Archives pour la catégorie Chroniques de droite

La trouille et la joie qu’inspirent Juppé à gauche

La situation est cocasse, sans doute inédite.

A fur et à mesure que Nicolas Sarkozy s’effondre dans les sondages et qu’Alain Juppé progresse, il y a comme une trouille et une joie qui s’installent à gauche.

Pour les uns, Juppé devient un adversaire crédible mais surtout un rival dangereux qui va braconner très utilement le centre-droit sur lequel Hollande a bâti l’essentiel de son quinquennat et, surtout, sa candidature à la réélection.
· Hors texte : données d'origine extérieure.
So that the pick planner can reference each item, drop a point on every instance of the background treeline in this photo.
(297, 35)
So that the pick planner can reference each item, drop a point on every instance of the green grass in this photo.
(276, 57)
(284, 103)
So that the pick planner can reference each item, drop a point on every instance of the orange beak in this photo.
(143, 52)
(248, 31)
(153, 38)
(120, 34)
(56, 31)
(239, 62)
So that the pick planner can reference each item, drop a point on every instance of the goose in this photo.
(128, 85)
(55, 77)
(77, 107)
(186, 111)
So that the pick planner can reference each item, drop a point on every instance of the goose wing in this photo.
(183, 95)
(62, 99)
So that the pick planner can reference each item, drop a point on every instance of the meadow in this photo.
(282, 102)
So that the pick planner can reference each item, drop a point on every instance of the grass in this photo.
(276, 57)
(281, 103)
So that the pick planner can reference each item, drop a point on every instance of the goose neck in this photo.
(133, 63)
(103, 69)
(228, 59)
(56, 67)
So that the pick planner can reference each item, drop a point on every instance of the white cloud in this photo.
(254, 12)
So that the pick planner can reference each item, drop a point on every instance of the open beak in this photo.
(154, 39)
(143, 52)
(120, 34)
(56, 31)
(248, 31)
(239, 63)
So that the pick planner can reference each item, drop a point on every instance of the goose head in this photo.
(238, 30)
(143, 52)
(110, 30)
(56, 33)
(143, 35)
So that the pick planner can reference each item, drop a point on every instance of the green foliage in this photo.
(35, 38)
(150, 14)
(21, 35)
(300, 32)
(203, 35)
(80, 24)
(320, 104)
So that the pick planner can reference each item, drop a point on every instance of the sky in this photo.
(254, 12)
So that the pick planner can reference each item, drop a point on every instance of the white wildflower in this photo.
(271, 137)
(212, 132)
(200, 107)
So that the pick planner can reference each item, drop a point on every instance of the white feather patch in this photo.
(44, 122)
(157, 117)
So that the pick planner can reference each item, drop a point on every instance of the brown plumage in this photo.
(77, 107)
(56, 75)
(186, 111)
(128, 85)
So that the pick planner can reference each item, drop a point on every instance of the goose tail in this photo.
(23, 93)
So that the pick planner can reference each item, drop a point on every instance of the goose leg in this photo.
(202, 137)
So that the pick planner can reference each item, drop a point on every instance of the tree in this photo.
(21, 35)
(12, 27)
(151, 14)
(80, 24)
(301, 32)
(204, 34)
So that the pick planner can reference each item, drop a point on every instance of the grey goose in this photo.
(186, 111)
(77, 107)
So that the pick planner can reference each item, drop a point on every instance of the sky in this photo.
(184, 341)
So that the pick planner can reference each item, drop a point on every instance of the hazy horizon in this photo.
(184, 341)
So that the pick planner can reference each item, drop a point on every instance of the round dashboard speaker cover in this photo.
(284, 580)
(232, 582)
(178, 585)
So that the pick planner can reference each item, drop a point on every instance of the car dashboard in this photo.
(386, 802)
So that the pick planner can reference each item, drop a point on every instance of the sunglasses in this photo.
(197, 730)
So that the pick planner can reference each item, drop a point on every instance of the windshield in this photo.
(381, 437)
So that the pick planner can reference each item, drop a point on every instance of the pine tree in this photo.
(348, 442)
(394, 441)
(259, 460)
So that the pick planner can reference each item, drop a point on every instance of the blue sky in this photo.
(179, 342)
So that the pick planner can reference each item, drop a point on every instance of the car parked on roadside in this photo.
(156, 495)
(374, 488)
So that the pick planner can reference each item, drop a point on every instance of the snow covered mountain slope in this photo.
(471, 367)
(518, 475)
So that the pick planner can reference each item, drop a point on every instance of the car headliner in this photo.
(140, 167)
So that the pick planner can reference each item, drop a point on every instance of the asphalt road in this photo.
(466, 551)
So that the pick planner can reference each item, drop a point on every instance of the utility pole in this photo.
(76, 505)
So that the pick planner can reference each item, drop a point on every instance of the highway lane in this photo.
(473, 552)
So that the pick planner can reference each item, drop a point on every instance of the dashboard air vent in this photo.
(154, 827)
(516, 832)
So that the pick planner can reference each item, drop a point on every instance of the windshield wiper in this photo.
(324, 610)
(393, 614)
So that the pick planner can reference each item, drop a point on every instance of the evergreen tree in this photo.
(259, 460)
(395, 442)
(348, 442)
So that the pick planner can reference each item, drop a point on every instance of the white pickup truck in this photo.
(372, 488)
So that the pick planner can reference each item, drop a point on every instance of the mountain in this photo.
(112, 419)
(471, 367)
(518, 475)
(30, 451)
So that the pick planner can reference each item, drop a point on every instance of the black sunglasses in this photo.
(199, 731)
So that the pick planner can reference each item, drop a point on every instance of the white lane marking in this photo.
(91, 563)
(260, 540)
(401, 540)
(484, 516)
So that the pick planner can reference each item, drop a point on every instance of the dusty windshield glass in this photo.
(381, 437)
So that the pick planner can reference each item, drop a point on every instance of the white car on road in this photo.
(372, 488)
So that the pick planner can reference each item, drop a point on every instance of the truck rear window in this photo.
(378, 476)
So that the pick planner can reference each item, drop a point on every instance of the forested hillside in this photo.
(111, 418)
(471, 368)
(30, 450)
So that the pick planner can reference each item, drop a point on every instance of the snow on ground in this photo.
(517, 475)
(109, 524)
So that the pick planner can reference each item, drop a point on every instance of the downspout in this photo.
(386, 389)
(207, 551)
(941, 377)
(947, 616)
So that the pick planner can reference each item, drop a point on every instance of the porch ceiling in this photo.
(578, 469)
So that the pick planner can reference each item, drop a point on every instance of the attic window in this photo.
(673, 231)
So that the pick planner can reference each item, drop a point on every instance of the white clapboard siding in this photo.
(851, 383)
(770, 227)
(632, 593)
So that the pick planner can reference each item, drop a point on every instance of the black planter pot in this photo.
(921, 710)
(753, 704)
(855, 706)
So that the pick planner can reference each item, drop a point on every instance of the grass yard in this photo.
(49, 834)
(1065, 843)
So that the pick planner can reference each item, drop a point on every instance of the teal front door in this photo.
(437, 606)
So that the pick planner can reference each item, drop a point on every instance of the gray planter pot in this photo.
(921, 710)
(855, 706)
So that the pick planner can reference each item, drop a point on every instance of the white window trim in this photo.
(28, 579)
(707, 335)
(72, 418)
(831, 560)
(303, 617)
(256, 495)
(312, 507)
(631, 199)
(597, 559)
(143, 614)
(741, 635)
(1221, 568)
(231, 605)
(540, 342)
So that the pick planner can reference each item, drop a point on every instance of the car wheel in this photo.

Le meilleur rival de Hollande s’appelle Sarkozy: d’abord parce qu’il a un mauvais bilan, qui est encore récent; ensuite parce qu’il mobilise facilement contre lui une très fraction de l’électorat. L’antisarkozysme est une valeur sûre de la Hollandie.

Pour les autres, la victoire de Juppé sur Sarkozy aux primaires de droit éclaircirait le paysage politique. Le candidat prétendant incarner la gauche et les écologistes serait en effet obligé de tenir compte de toutes ses composantes pour mobiliser largement sur sa gauche puisque le centre-droit serait largement capté par le candidat Juppé.

 

ps: il y a bien sûr quelques supporteurs actifs du président sortant qui font mine de ne pas comprendre cette dualité des réactions face aux progrès de la candidature Juppé.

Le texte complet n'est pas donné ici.